Может быть, если б заговорил...
Ну а бабушке предстояло замолчать, погрузиться в такой же дородовой густой сумрак, и она загодя выбалтывала маме последнее, что помнила, освобождаясь от мишуры, каковая и составляла весь смысл ее утекающего нынешнего бытия, чтобы подготовиться к важной запредельной жизни икринки, например.
Недаром я застал ее как-то стоящей у зеркала и смотрящей за стекло с напряжением вуалехвоста, подплывшего к самому бортику аквариума.
По отражению ее взора с такой молочной мутной пленочкой, смазавшей давнее слово «карие», применяемое когда-то для наименования бабушкиных чудных очей, по тому отражению, по которому можно догадаться о том, что человек, попавший в лес, уже не смотрит выше густой листвы, откуда доносится пенье пеночки, а вслушивается, проницая прозрачным взором беспрепятственно не только эту сень с поющей птичкой, но и легкий лесной воздух над нею и еще выше, где уже стоят такие тяжелые густые июльские плотно прогретые облака; так вот, по тому, видимому мною, отражению я впервые поймал мысль о том, что, наверное, бабушке осталось не так долго вслушиваться в чуть хриплое дыхание того уже чужого, неузнаваемого ею человека, повторявшего ее облачную позу перед стеклянной преградой.

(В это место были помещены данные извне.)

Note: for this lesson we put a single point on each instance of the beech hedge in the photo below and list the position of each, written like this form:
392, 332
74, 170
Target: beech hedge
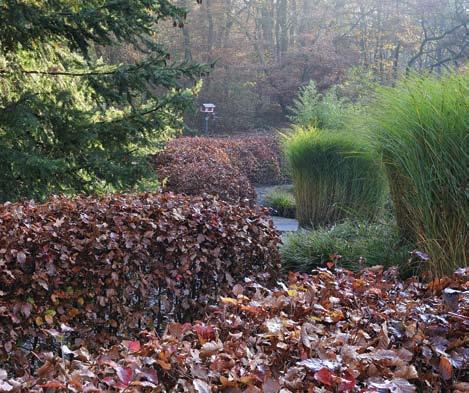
194, 166
258, 157
107, 268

Так вот, история, пересказанная мамой, восстановила, суммировав, слова обеих сестер, обеих бабушек, такой печальный заснеженный голодный сюжет:
«1921, скажем, год, январь, умер отец Магды и Лизы, во двор нашего саратовского дома, заваленного сугробами по пояс, вошла цыганка, ее позвали в дом помянуть покойного. Она сказала молодой Магде:
– Ой, а у тебя, девушка, судьба какая плохая... всех переживешь, умрешь последней».
И еще что-то про ее дивную косу, но точный речевой оборот цыганки в маминой передаче я не помню.
Волосы у бабы Магды были действительно замечательные. Густые, немного вьющиеся, как говорят – шепчущие, с узкой неседеющей пегой прядью. И все это, в сущности, оказалось правдой. И вот вокруг нее, как сумрачные планеты, вращаются уже восемь семейных детских и взрослых смертей, и новая, уже сгущающаяся из розового света этой комнаты, отбрасывает на нее еще одну уже вполне внятную тень. Немудрено, что насупившаяся постаревшая душа перепутала их все, сплотила их в одно смутное и неизвестно с кем бывшее событие, похожее на облако. (Это по поводу фразы: «Что, покойница Лизочка за хлебом пошла?»)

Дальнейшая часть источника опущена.